Over the last couple years, I’ve been spending time writing about creating ghosts — perhaps an inevitability in the midst of a pandemic.
While created by far-from-supernatural means, these are ghosts nonetheless; they are created from an essence of you — from your voice, your data, your feelings, beliefs, habits, and history. Groups around the world are looking to take such information, this essence, and use it to create a digital version of you that may last once you are gone.
Consider it a technological solution to the problem of death.
Over the last couple years, I’ve been writing about creating ghosts — perhaps an inevitability in the midst of a pandemic.
Artur Sychov, founder and CEO of metaverse company Somnium Space, has joined the quest against loss. Using motion capture and voice data, he wants to create duplicate avatars that can move as you moved and speak as you spoke, using your voice.
“Literally, if I die—and I have this data collected—people can come or my kids, they can come in, and they can have a conversation with my avatar, with my movements, with my voice,” Sychov told Motherboard’s Maxwell Strachan.

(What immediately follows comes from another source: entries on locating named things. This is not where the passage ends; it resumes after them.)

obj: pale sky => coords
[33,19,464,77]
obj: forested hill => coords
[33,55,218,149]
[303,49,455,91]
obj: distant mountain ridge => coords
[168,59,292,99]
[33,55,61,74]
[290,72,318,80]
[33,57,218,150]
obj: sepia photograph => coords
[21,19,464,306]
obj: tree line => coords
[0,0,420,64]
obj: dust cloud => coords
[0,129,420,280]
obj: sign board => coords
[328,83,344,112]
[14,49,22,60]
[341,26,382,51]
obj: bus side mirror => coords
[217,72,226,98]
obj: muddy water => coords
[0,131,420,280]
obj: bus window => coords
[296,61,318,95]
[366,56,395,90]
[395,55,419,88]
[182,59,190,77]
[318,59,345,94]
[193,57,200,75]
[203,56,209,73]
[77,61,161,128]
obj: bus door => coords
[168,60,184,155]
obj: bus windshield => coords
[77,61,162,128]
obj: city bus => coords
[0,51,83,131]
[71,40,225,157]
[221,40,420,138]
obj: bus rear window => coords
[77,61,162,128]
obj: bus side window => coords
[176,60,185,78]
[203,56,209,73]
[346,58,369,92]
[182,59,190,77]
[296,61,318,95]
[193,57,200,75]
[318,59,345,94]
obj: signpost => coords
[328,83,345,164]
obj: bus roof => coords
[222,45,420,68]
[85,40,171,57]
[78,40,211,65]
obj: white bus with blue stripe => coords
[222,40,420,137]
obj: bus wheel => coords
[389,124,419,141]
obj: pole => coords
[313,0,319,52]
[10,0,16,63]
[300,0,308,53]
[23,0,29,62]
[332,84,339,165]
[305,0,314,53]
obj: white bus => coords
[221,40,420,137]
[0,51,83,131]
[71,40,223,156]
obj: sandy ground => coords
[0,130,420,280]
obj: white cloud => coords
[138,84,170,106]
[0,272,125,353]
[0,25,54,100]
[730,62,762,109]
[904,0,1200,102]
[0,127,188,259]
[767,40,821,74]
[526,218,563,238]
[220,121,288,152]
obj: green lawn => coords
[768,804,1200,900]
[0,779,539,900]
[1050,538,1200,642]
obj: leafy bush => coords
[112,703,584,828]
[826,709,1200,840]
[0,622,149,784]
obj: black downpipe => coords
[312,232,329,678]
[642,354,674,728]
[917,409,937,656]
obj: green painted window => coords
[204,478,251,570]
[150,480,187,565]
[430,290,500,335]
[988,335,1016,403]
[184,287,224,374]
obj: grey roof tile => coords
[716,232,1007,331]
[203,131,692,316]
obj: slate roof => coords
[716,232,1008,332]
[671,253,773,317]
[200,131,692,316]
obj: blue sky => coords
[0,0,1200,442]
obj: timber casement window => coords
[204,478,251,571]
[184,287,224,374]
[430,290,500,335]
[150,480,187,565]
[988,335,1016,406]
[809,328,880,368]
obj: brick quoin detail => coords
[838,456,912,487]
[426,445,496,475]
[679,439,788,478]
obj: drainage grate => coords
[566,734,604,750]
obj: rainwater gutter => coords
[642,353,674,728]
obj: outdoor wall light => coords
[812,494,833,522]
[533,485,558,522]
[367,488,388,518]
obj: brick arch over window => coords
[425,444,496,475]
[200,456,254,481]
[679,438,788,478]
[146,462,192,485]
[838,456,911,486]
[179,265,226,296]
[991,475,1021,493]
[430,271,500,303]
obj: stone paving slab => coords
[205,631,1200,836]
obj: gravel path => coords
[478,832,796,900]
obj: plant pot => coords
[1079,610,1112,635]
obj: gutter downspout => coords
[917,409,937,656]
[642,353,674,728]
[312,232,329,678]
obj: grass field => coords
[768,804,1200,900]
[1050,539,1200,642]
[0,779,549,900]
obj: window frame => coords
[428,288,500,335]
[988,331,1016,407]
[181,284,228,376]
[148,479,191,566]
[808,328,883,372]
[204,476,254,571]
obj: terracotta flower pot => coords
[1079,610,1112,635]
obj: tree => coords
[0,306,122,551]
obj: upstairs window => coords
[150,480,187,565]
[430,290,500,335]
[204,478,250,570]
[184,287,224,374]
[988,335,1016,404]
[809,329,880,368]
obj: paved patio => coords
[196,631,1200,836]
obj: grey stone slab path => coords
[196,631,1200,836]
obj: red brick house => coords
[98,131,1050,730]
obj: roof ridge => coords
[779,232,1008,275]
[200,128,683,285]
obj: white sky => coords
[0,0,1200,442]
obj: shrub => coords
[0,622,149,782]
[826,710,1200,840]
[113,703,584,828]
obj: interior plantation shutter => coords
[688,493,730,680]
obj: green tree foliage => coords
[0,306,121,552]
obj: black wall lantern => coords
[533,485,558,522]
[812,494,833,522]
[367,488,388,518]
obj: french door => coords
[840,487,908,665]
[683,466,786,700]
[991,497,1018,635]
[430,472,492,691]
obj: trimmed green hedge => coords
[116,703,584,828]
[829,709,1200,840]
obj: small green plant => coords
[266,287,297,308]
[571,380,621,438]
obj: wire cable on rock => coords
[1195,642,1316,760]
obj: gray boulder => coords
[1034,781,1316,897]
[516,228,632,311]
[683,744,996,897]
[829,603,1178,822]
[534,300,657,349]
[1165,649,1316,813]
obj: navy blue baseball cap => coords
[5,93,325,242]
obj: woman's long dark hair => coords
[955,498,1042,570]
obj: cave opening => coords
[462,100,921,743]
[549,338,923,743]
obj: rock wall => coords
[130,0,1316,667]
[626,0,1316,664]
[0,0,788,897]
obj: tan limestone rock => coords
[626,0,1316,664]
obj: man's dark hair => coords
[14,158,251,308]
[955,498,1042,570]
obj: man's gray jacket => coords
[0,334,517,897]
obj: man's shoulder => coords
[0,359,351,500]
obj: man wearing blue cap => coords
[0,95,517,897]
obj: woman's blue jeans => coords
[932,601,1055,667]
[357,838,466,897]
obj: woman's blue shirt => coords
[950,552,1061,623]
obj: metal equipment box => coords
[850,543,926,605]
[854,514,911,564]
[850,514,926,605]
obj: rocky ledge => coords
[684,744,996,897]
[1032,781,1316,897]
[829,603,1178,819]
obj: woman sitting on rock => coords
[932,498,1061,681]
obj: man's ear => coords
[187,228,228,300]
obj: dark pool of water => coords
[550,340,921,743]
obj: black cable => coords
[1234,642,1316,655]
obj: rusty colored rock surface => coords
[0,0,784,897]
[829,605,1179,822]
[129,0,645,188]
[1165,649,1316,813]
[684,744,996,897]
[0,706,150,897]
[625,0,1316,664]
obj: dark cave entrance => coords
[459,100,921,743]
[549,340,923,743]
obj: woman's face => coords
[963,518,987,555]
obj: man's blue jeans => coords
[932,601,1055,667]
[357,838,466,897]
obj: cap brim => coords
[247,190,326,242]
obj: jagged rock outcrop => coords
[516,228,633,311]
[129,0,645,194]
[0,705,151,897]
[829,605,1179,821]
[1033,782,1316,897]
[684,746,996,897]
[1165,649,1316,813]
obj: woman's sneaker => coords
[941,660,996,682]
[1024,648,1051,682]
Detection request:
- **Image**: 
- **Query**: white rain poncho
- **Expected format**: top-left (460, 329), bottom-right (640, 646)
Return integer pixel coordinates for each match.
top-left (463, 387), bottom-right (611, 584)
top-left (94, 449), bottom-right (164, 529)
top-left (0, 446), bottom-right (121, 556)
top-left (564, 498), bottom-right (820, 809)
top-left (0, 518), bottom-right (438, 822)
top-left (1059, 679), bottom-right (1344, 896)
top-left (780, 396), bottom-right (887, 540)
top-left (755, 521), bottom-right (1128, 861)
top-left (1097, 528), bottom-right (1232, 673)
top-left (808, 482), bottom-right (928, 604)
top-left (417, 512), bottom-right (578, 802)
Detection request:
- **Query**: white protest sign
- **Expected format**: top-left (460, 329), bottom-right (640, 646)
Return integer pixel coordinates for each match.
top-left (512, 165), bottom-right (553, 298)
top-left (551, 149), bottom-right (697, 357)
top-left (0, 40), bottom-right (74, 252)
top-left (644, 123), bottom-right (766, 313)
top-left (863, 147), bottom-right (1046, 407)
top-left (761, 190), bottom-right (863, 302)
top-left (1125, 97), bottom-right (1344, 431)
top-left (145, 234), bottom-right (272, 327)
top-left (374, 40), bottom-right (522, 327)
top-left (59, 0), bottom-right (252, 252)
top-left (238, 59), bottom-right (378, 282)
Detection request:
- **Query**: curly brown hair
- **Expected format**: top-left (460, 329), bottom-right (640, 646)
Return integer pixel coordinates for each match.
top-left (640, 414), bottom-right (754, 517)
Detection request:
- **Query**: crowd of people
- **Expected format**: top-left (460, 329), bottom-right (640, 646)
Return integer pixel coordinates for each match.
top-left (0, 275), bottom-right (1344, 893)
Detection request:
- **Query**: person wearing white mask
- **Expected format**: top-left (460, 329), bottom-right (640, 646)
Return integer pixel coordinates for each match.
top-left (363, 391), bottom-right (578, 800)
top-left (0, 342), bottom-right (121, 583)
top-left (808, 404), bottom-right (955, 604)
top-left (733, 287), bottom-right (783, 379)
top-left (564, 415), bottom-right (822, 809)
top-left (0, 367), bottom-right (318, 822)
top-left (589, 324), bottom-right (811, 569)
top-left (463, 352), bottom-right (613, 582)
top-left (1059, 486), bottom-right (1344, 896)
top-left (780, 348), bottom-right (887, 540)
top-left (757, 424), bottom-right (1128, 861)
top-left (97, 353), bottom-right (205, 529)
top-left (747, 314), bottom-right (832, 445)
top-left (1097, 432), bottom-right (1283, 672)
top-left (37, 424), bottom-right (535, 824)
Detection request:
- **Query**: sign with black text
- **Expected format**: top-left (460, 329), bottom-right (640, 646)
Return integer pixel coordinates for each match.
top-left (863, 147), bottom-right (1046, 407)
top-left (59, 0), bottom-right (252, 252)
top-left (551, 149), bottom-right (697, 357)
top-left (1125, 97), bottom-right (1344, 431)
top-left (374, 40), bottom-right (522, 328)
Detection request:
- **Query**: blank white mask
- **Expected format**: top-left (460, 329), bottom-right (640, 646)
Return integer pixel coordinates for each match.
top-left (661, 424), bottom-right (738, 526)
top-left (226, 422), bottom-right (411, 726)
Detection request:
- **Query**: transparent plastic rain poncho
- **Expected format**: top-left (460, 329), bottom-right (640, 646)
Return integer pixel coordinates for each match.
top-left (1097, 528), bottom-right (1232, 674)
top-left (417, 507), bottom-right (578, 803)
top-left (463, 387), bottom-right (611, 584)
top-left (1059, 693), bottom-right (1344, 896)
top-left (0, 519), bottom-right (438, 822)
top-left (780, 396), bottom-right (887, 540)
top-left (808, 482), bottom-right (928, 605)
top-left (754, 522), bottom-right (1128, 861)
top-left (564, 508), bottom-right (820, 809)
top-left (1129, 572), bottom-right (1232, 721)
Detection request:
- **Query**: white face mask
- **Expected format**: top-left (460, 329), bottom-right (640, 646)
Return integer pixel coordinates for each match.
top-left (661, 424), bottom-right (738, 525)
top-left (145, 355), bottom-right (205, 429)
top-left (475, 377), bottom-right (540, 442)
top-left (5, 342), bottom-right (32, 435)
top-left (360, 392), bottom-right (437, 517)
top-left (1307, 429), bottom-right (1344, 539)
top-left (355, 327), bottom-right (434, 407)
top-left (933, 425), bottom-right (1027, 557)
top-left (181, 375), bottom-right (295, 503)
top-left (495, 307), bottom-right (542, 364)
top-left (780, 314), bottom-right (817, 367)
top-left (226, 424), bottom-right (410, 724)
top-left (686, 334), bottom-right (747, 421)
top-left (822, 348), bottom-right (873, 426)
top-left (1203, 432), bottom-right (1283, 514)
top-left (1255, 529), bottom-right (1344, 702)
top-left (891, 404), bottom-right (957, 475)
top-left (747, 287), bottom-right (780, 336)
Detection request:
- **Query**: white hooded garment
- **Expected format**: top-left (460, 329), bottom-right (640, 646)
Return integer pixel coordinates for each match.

“You will meet the person. And you would maybe for the first 10 minutes while talking to that person, you would not know that it’s actually AI. That’s the goal.”
“Live Forever” mode: Somnium Space is an already-working, VR-compatible metaverse. Sychov plans on debuting the “Live Forever” mode later this year, when Somnium will begin the preliminary data gathering of players who opt in to the mode.
If a user decides to use Live Forever, the metaverse will begin collecting the movements and sounds of the players while they are in their own personal plot of land.
VR’s potential for data collection served as a revelation, Sychov told Strachan. VR can record how the entire body moves, which Sychov hopes to utilize to create exact replicas of your avatar. He envisions the avatars speaking in your voice, as well, but did not offer details on how that would work, Strachan reported — mystery and ghosts going hand in hand, of course.
“We can take this data and apply AI to it and recreate you as an avatar on your land parcel or inside your NFT world, and people will be able to come and talk to you,” Sychov told Motherboard.
He does not envision your metaversal ghost being stagnant, either; with advances in AI, Sychov predicts the ability to “recreate you better and better” by utilizing the same wealth of data with future algorithms.
Somnium Space hopes to debut the first AI avatars of users next year, ones capable of mirroring your movements and basic conversational abilities — a key challenge for AI still beyond scripted interactions, AI researcher Ahmet Gyger previously told me.
Your AI Afterlife: There’re numerous approaches to the digitally deceased at varying stages of progress, and Gyger is an advisor to one of the most ambitious, Mind Bank Ai.
Mind Bank Ai aims to create what they call personal digital twins. These digital twins would be built from a lifetime of data provided by you via conversations with the platform. The AI would utilize this information to create a digital twin that could be interacted with — ask your dad’s digital twin to tell you about the day you were born, for example.
Eventually, Mind Bank hopes to have digital twins advanced enough that they could utilize “your” speech patterns and beliefs to have conversations about future conditions; imagine asking your deceased father for life advice.
Consider it a technological solution to the problem of death.
Also chasing the future Somnium and Mind Bank are pursuing is HereAfter AI. Founded by James Vlahos, whose experience creating a digital twin of his father inspired the company, it uses interview recording sessions to create the basis for a “Legacy Avatar,” essentially a conversationally-accessible database of your answers to HereAfter AI’s prompts.
I created a Legacy Avatar, in a process that was accessible and odd, if a bit revelatory; the end result — hearing myself answer my own questions — felt like a step towards a future where one isn’t totally gone.